Sarà anche “colpa” del web se i quotidiani li leggono sempre meno persone. Ma la crisi dei giornali in Italia non può essere semplificata così banalmente. Si pensi agli Usa dove, per esempio, l’elezione di Donald Trump alla Casa Bianca è stata linfa vitale per i giornali. Con vendite e abbonamenti in ripresa dopo una crisi nera.
Sembra chiaro che per i cittadini americani il giornalismo rappresenti ancora quel cane da guardia del potere. Evidentemente la figura del giornalista negli Usa merita ancora fiducia. Totalmente differente quanto accade in Italia, dove i cronisti brutti e cattivi che fanno le pulci al potere sono sempre meno. Almeno questo è il comune pensiero che hanno i cittadini. Parla chiaro il sondaggio Ixè per Agorà di venerdì che ha evidenziato come l’86% degli italiani pensi che la stampa nel nostro Paese sia condizionata dalla politica. Soltanto il 13% crede a una stampa libera e indipendente.

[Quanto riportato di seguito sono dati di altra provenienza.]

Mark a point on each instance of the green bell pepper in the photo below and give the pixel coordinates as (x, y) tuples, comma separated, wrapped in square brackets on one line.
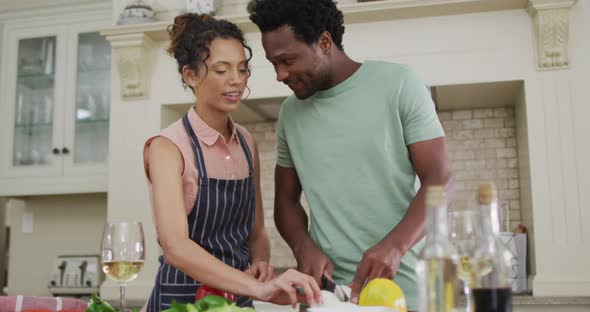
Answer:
[(99, 305)]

Quella italica sarebbe quindi una stampa militante e schierata a patteggiare per l’una o l’altra parte e pronta, in alcuni casi, a cambiare idea seguendo il vento del momento. Pochi, pochissimi, gli editori puri in un Paese dove giornali e tv non sono visti altro che come mezzo per agganciare il potere per poi fare affari con esso. Piuttosto che come prodotti editoriali costretti a fare utili per stare sul mercato. Ed è così che dietro a organi d’informazione non di rado spuntano faccendieri oscuri o imprenditori con le mani in pasta e pronti a utilizzare la clava soltanto con chi fa comodo. Allo stesso tempo, trattandosi di prodotti costosi, in questo circolo vizioso che viene a crearsi, sono molti gli organi di informazione stessi costretti a legarsi alla politica per ottenere un qualsivoglia finanziamento sempre utile in tempi di crisi. Ed ecco che il cerchio presto si ricompone. E con esso l’obiettività va a farsi friggere.
Non solo la minaccia della politica ma anche quella di grandi aziende che, come già accaduto, arrivano a minacciare di tagliare la pubblicità se solo la testata di turno osa parlare male di loro. Un quadro drammatico che ha portato a quella scarsa fiducia che gli italiani hanno nei media dimostrata dal sondaggio che abbiamo riportato. Alzi la mano chi non ha mai etichettato un giornale sostenendo “quello è di destra, quello è di sinistra…”. Ognuno quindi fa il suo gioco, chi più e chi meno chiaramente. Si pensi, ad esempio, a Il Giornale di proprietà della famiglia Berlusconi; in un quadro desolante come quello italico il quotidiano diretto da Alessandro Sallusti quantomeno non nasconde al lettore la sua vera identità. Sia chiaro non è l’unico caso. Magra consolazione si dirà. Ma non sono certo i giornali militanti ad aver fatto perdere la fiducia nella stampa agli italiani, piuttosto sono quelli che cambiano spesso bandiera politica.